1

I need to search for all occurrences of chained C#-like functions in a text string. For example, I would like to break out each method and its parenthetical arguments of a string such as this:

object.method(1, "2", abc).method2().method3("test(), 1, 2, 3").method4("\"Hi\"")

Here is the regex pattern I almost had working:

(?<objectName>[^\}]*?)\.(?<methodName>[^\}]*?)\(((?:[^;"']|"[^"]*"|'[^']*')+)*?\)

This extracts the objectName and the first methodName correctly, but lumps

1, "2", abc).method2().method3("test, 1, 2, 3").method4("\"Hi\""

all into the third argument as "$1".

My latest approach was to divide and conquer by removing the objectName specification as that is easy to parse out. This lead me to using:

\.(?<methodName>[^(]*?)\(((?:[^;"']|"[^"]*"|'[^']*')+)*?\)

Which yields similar results as before obviously without the objectName. I did this to see if I could get a global result but could get the right regex syntax.

In summary, I need to parse out multiple chained .method(parameters) occurrences into their constituent parts named "methodName" and "parameters". I have deduced a few things but my regex skills are quite rusty at best and am unable to overcome this at this time.
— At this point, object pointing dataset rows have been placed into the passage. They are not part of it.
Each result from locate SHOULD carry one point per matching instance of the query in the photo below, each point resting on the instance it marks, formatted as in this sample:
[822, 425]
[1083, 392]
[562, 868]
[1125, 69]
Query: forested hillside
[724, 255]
I appreciate any help you may have to offer.

I have been using this site for testing: http://regexstorm.net/tester

UPDATE: To clarify, the requirements do not include supporting C# lambda expressions, only the dotted function syntax. This is not intended to be a full C# parser. The only need is the dotted method chaining. I apologize for any confusion. The pattern I was looking to breakout is:

object.method(arguments).method(arguments).method(arguments)...
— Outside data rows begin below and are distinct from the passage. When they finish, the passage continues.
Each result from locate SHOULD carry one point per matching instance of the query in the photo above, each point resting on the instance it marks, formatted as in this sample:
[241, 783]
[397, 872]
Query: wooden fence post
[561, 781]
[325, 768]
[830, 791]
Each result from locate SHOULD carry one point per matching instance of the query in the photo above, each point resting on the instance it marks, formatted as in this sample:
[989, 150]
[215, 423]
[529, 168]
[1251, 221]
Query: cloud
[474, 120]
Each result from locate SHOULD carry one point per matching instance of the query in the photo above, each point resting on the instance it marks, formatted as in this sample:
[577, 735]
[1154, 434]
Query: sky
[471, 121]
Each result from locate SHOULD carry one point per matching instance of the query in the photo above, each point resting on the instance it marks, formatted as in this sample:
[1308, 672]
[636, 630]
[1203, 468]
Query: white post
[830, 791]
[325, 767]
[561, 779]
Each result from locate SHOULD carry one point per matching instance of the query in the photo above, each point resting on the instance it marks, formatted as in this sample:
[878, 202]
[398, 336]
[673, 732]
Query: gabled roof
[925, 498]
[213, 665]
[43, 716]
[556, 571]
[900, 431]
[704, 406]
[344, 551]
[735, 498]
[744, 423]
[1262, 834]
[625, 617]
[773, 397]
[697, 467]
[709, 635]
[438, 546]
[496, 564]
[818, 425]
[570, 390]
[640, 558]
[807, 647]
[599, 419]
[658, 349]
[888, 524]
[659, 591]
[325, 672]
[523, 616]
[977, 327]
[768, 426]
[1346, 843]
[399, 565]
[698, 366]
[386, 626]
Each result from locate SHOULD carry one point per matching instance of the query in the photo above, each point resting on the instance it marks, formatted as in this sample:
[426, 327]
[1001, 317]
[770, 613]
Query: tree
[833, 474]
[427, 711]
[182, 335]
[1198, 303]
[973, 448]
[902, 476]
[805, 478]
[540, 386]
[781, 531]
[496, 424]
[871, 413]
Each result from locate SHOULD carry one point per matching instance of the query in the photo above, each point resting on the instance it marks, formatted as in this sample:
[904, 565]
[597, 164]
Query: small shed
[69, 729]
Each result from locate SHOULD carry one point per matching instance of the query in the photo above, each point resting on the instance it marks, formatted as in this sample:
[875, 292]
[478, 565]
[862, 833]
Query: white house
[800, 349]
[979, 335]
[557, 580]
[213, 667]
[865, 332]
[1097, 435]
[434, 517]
My approach to this was to first extract the object name which is a simple operation that does not require the use of Regex. This would now leave the following for Regex parsing into two constituent parts:

.method(arguments).method(arguments).method(arguments)...

Which would yield:

method   arguments
method   arguments
method   arguments
...

arguments may be null (missing), as in .method(), or method may actually be a property (no parentheses and arguments), as in:

.method.method().method(arguments)

Which would yield:

method   (null)
method   (string.Empty)
method   arguments

arguments would contain everything between the opening and closing parentheses; these do not need to be parsed out at this time as those would be processed in a subsequent Regex operation.

This seems to me to be within the capability of Regex to detect this simple pattern of dot-method-openPar-argumentsStr-closePar next dot-method-openPar-argumentsStr-closePar and so forth.

This is the extent of the grammar - no comments, no lambda - just object.method(arguments).method()...

I hope this helps.

jmullis
  • 35
  • 4
  • Every () creates a group, in the order of the "(". Have you tried using higher $'s like "$2" or "$3" to see if they contain they desired output? – Manuel Hoffmann Sep 19 '16 at 06:57
  • Your hope will crumble when I introduce you this chain: 'method1(").ToString()").method2(1).method3(").Fail()")' – eocron Sep 19 '16 at 06:59
  • I answered a very similar [question](http://stackoverflow.com/a/37314847/2729609) some time ago. The regex is going to be very large. – Sebastian Schumann Sep 19 '16 at 07:05

1 Answers1

1

This can't be properly done through regex, because your arguments is just too unpredictable, and regex grammar level is uncomparable with C# parser grammar. For example, it can contain string with any content:

method1("x.hiThere().lol()").method2()

it can nest:

method1(x=>method2().method3())

it can just do this:

a("b().c()",d=> d(").hi()"))

For you problem solution you need to learn about Grammars, and write C# grammar for this particular task. In terms of frameworks you can start from ANTLR project.

Explanation

The reason because you can't do this is grammar type differences. Regex is using regular language and is Type-3 in Chomsky hierarchy. C# is using context-free language and is Type-2 in Chomsky hierarchy.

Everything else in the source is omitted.